Soudain, Clarke se détacha de ses lèvres et lui demanda :

- Mais au fait, c'est où ? fit Clarke en fronçant légèrement les sourcils.

- De quoi ? demanda la brune ne voyant pas de quoi parler sa blonde.

- Le garage de l'ami de ton oncle ?

Lexa fit un petit sourire penaud avant de répondre.

- Ça ne va pas te plaire.

- C'est où ? demanda à nouveau Clarke, qui commença à craindre sa réponse.

- C'est à Philadelphie. C'est à quatre heures d'ici en avion.

Clarke haussa les sourcils, se détacha de Lexa et recula de quelques pas.

- Tu te fiches de moi ? demanda-t-elle avec un rire sans joie en commençant à refermer la braguette de son pantalon. Tu - tu pars quand ?

- Dans deux semaines.

- Quoi ?! Dans deux semaines ! Tu comptais me le dire quand ? Une heure avant de partir ?! fit-elle en s'énervant.

- Clarke, ne t'énerve pas, on pourra encore se voir…

- Quand ? la coupa la blonde. Quand ? Dis-moi ? Parce que je suppose que tu travailleras le samedi. Ça fait qu'on ne pourra se voir que le dimanche. Sans compter les huit heures de vol, et le temps qu'il faut pour embarquer, le temps en voiture. Donc, en gros, on ne se verra qu'une heure par semaine ?! Et après, tu oses encore me dire tu n'as jamais autant aimé quelqu'un ? Que tu ne me quitteras jamais ? Mais là, on se verra à peine, Lexa !

Lexa ne trouva pas quoi lui dire. Elle ne savait pas quoi lui dire.

- Je regrette tellement, finit par dire Clarke en posant sa main sur son front.

- Tu regrettes quoi ?

Clarke fit retomber son bras le long de son corps et regarda Lexa droit dans les yeux.

- De mettre attacher à toi.

Lexa n'en croyait pas ses oreilles. Il y a cinq minutes, elles s'embrassaient fougueusement et là, Clarke lui disait ça.

- Tu ne le penses pas, fit Lexa. T'es en colère.

- Si, je le pense, Lexa. J'aurais préféré ne pas m'attacher à toi, parce que t'avoir loin de moi sera une torture.

- Clarke, dit Lexa en s'approchant. On se verra encore.

- Tu sais bien que les relations à distance ça ne fonctionne pas.

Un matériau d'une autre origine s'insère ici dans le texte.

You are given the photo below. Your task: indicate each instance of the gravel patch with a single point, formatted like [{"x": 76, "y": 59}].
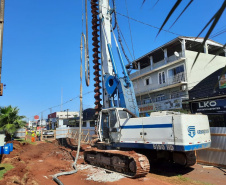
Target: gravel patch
[{"x": 99, "y": 174}]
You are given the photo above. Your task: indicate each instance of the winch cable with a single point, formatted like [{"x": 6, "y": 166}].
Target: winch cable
[
  {"x": 86, "y": 45},
  {"x": 119, "y": 38},
  {"x": 55, "y": 177},
  {"x": 87, "y": 76}
]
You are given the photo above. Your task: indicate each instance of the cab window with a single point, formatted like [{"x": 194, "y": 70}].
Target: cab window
[{"x": 123, "y": 114}]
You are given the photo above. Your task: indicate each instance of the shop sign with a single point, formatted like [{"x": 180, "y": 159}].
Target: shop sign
[
  {"x": 210, "y": 106},
  {"x": 222, "y": 81}
]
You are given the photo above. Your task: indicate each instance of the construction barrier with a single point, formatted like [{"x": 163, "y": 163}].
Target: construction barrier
[
  {"x": 73, "y": 133},
  {"x": 216, "y": 154},
  {"x": 20, "y": 133}
]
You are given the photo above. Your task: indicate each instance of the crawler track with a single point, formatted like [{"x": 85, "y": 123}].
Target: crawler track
[{"x": 128, "y": 163}]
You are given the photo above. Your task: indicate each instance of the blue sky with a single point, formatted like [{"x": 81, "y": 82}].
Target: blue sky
[{"x": 41, "y": 54}]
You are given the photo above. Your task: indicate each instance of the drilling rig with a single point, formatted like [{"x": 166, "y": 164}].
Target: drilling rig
[{"x": 126, "y": 141}]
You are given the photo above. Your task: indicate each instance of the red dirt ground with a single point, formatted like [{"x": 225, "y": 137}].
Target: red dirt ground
[{"x": 35, "y": 165}]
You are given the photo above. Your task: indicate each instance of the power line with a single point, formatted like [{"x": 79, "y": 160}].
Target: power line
[
  {"x": 147, "y": 24},
  {"x": 50, "y": 108}
]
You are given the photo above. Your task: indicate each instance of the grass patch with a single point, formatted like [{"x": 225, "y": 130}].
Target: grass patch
[
  {"x": 4, "y": 168},
  {"x": 47, "y": 141},
  {"x": 26, "y": 141},
  {"x": 185, "y": 179}
]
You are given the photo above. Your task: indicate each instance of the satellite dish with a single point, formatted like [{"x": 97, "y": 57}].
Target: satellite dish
[{"x": 176, "y": 54}]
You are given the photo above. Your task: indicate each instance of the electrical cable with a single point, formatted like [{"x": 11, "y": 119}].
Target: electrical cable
[{"x": 147, "y": 24}]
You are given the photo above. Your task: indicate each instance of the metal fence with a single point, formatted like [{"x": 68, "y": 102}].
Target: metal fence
[
  {"x": 73, "y": 133},
  {"x": 20, "y": 133},
  {"x": 216, "y": 154}
]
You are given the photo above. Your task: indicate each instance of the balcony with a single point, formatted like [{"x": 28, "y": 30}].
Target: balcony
[
  {"x": 171, "y": 82},
  {"x": 169, "y": 104},
  {"x": 156, "y": 66}
]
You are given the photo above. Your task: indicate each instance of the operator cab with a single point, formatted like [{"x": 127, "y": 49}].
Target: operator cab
[{"x": 110, "y": 119}]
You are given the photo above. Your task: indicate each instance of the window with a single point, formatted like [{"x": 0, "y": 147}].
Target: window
[
  {"x": 217, "y": 120},
  {"x": 162, "y": 78},
  {"x": 174, "y": 71},
  {"x": 122, "y": 114},
  {"x": 84, "y": 124},
  {"x": 175, "y": 94},
  {"x": 147, "y": 81},
  {"x": 113, "y": 118},
  {"x": 160, "y": 97},
  {"x": 135, "y": 85}
]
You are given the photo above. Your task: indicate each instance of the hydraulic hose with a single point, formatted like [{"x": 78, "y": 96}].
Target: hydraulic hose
[{"x": 55, "y": 177}]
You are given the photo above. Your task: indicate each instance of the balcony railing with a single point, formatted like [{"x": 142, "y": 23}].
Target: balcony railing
[
  {"x": 179, "y": 78},
  {"x": 156, "y": 65}
]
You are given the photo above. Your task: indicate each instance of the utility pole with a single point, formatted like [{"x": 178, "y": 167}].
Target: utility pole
[
  {"x": 67, "y": 114},
  {"x": 61, "y": 107},
  {"x": 2, "y": 6}
]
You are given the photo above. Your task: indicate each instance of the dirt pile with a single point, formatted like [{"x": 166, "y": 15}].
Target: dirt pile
[
  {"x": 35, "y": 164},
  {"x": 99, "y": 175}
]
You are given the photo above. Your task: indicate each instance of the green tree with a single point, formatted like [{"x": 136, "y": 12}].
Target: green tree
[{"x": 10, "y": 120}]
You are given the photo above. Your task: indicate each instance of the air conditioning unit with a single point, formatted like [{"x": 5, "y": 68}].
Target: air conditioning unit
[{"x": 183, "y": 87}]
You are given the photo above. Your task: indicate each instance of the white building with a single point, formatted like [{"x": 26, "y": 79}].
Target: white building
[
  {"x": 164, "y": 75},
  {"x": 56, "y": 118}
]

- Je suis sûre que pour nous ça sera différent.

- Je suis sûre que tous les couples qui font ça se disent ça aussi, répliqua Clarke.

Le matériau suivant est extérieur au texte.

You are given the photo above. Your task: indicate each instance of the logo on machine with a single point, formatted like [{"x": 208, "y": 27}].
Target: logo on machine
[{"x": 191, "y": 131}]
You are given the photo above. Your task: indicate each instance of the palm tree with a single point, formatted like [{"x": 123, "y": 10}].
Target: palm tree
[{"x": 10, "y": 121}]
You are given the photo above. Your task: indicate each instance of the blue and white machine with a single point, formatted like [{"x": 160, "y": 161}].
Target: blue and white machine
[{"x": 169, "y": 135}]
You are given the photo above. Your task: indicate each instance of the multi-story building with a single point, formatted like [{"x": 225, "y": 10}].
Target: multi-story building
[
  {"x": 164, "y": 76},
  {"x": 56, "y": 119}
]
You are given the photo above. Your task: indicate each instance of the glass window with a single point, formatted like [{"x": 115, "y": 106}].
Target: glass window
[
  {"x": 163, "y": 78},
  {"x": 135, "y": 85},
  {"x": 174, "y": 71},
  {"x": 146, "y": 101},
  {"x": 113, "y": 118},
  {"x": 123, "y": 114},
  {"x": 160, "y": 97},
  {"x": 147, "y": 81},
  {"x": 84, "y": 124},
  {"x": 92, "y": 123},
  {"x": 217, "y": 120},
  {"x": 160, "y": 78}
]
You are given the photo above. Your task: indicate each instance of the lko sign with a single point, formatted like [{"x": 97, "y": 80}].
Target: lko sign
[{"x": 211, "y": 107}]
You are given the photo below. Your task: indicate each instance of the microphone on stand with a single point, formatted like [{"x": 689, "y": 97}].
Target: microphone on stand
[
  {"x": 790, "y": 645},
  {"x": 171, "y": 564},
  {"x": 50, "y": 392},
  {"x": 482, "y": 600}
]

- Clarke, je t'assure que pour nous ça sera différent.

- Arrête Lexa, t'en as pas l'air convaincu toi-même, dit Clarke sur un ton sec.

Clarke recula d'un pas.

- Je ne peux Lexa pas. Je ne pourrais pas supporter de ne pas te voir, ni te toucher, ni t'embrasser. Je ne peux pas. C'est au-dessus de mes forces.

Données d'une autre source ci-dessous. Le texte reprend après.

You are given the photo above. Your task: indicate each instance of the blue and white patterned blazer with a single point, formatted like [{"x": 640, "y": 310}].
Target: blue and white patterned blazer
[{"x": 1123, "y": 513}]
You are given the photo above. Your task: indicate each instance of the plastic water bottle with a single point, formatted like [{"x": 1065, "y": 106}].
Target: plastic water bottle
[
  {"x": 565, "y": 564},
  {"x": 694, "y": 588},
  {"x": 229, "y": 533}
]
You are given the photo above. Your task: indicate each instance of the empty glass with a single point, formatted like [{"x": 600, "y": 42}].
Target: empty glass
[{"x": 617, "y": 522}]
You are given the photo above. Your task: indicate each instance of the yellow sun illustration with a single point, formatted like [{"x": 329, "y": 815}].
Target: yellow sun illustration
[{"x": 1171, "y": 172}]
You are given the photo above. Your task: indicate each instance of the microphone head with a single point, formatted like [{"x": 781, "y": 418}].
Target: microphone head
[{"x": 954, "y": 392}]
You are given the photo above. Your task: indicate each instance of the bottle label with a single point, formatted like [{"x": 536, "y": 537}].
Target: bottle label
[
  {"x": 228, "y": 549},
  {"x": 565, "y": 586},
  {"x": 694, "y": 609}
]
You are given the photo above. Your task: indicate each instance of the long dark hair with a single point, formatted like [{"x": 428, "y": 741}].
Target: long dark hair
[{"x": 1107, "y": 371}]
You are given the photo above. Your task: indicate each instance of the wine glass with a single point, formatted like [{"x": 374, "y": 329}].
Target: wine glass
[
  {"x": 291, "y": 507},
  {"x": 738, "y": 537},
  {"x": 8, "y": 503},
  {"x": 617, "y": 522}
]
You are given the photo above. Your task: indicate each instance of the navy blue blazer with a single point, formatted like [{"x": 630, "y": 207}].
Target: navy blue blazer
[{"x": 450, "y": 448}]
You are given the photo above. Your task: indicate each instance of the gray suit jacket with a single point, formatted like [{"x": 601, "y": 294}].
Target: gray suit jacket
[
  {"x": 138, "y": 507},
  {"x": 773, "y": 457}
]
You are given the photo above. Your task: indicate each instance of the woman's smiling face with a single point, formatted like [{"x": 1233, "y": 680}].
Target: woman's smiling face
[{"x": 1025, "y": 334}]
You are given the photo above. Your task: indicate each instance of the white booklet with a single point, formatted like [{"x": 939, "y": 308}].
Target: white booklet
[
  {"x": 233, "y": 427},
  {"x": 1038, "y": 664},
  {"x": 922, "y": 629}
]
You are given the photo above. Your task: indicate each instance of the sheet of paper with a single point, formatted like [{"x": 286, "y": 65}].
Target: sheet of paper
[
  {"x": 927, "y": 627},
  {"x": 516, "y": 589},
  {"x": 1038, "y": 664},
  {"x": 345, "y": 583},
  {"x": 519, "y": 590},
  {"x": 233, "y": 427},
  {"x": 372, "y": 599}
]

- Ça veut dire quoi ça ? demanda Lexa en s'énervant. Tu veux arrêter ? Tu veux qu'on arrête ? Tout à l'heure t'avais peur que je te quitte, et là c'est toi qui me quittes ? Mais tu joues à quoi Clarke ? Je t'aime comme pas possible et apparemment c'est réciproque, et tu veux qu'on arrête parce qu'on ne pourra pas se voir tous les jours ? Mais pour moi aussi, ça sera une torture !

- Je suis désolée, répondit seulement Clarke avant de commencer à partir.

Mais Lexa ne pouvait pas la laisser partir comme ça. Elle lui attrapa l'avant-bras, la faisant se retourner et plaqua ses lèvres sur les siennes. Clarke répondit au baiser, parce que oui, elle aimait Lexa, mais, ça pouvait sembler contradictoire, elle aimait tellement Lexa qu'elle préférait ne plus la voir plutôt que de devoir attendre et se demander sans arrêt quand est-ce qu'elle pourrait la revoir. Elle ne pourrait pas le supporter.

Lexa sentit que Clarke pleurer quand leur baiser devint un peu salé. Elle se détacha de Clarke pour la regarder dans les yeux.

- Je suis désolée, dit Clarke avant de partir.